The Fed limited how much debt small firms can have before qualifying for Main Street program loans. It is requiring banks to hold 5% of each loan to insulate itself from becoming a dumping ground for bad debts. Borrowers will face restrictions on executive compensation and dividend payments. The Treasury will take the first $75 billion of any losses.
One danger is that the Fed revives Wall Street, where its tools have been tested, while the Main Street program falls short, says Glenn Hubbard, a Columbia economics professor who was chairman of the Council of Economic Advisers under President George W. Bush.
“I’m really worried it’s not going to work,” he says, noting that would be a reputational blow to the central bank.
Unlike in the 2008 bailouts, where the Fed and Treasury turned profits on bank rescues, Mr. Hubbard says, officials shouldn’t be concerned about recouping the Treasury’s investment. “If the Fed doesn’t lose money,” he says, “that says they weren’t lending to borrowers who needed the money.”

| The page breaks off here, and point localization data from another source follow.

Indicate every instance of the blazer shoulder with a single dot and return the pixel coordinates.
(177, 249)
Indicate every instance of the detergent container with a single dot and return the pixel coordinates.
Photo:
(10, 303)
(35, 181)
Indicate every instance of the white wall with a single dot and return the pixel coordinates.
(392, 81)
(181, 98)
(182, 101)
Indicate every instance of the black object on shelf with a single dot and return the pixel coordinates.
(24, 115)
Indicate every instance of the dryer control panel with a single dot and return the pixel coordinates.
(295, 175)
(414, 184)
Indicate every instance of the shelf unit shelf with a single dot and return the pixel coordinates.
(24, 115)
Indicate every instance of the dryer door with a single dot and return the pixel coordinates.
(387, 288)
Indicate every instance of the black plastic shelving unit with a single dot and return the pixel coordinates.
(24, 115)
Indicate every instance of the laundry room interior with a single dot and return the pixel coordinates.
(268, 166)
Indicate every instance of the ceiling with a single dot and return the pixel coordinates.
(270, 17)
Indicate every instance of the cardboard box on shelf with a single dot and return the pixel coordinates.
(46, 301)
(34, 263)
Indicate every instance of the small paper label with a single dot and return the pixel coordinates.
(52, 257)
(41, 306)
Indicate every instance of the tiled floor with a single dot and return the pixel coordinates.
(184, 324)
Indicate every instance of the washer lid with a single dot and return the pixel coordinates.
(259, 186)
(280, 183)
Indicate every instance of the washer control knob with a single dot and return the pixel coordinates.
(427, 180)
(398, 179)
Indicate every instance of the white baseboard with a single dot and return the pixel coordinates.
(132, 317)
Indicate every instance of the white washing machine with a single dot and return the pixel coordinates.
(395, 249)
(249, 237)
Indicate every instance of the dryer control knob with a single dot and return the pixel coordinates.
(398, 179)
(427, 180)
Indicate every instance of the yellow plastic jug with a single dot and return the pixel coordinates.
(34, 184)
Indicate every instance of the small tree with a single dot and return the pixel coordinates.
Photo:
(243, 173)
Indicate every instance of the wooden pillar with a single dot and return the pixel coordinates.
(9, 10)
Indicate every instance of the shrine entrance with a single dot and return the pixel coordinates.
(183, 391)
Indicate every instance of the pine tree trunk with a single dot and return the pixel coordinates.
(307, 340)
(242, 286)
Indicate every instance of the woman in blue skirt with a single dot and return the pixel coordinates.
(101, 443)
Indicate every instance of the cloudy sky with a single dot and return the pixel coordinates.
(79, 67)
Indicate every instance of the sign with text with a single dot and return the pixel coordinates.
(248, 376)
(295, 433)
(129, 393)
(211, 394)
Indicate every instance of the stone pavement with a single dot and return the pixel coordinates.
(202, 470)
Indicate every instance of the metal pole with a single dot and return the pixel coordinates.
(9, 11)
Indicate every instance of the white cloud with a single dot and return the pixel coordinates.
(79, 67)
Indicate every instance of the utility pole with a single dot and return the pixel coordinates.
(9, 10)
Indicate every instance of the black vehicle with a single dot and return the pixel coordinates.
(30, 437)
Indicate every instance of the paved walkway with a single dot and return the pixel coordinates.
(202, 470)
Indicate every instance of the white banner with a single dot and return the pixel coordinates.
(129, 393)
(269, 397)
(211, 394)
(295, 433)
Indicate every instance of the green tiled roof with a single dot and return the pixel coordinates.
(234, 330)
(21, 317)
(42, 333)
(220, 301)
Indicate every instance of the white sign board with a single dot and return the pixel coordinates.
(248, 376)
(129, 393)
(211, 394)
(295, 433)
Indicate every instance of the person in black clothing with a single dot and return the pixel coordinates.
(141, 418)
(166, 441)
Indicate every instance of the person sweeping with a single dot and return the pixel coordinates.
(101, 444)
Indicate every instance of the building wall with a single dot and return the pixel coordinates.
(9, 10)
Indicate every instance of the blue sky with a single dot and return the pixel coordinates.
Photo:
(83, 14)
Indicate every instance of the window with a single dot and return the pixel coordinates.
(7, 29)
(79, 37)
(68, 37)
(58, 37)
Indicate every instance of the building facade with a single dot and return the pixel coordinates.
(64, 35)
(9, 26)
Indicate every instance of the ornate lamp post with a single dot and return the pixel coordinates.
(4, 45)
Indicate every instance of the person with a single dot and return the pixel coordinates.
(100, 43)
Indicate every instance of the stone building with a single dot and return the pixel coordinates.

Another danger is that Congress gets used to asking the Fed to intervene. The central bank has aggressively guarded its independence, especially after it succumbed to President Nixon’s pressure to goose the economy ahead of the 1972 election and was later blamed for the resulting inflation.
Already, lawmakers are pressing the Fed to bail out particular sectors. On Friday, Sen. Ted Cruz (R., Texas) sent a letter to Mr. Powell asking the central bank to come up with ways to lend to oil-and-gas companies that have too much debt to qualify for existing Fed programs. Mr. Powell recently said the Fed’s authorities wouldn’t permit such rescues.
Last month, Fed lawyers helped nix legislative language that would have had Congress explicitly directing the Fed to launch lending programs, according to people familiar with the negotiations. Instead, Congress provided money to the Treasury that the Treasury could use in collaboration with the Fed at the discretion of both.
Mr. Toomey, who consulted with Fed officials during the negotiations, says he hopes Congress made clear such coordination was reserved for emergencies: “You have to be concerned about the precedents.”
The Fed’s actions represent a level of cooperation with Congress and Treasury not seen since World War II. Back then, the central bank held down long-term interest rates to help finance war spending and the recovery. The Fed successfully pressured the Truman administration to agree in 1951 to end that policy.
Treasury and Fed coordination during World War II “was the right thing to do, but it was hard to undo,” says Jeremy Stein, a former Fed governor who chairs Harvard University’s economics department. “You can imagine a similar thing playing out here.”
Ms. Yellen says such concerns can be overstated. She and former Fed Chairman Ben Bernanke say the Fed’s independence would be more seriously imperiled if it didn’t act boldly to protect the economy.
“This is why the Federal Reserve was invented,” says Ms. Yellen, “to do emergency lending in a crisis.”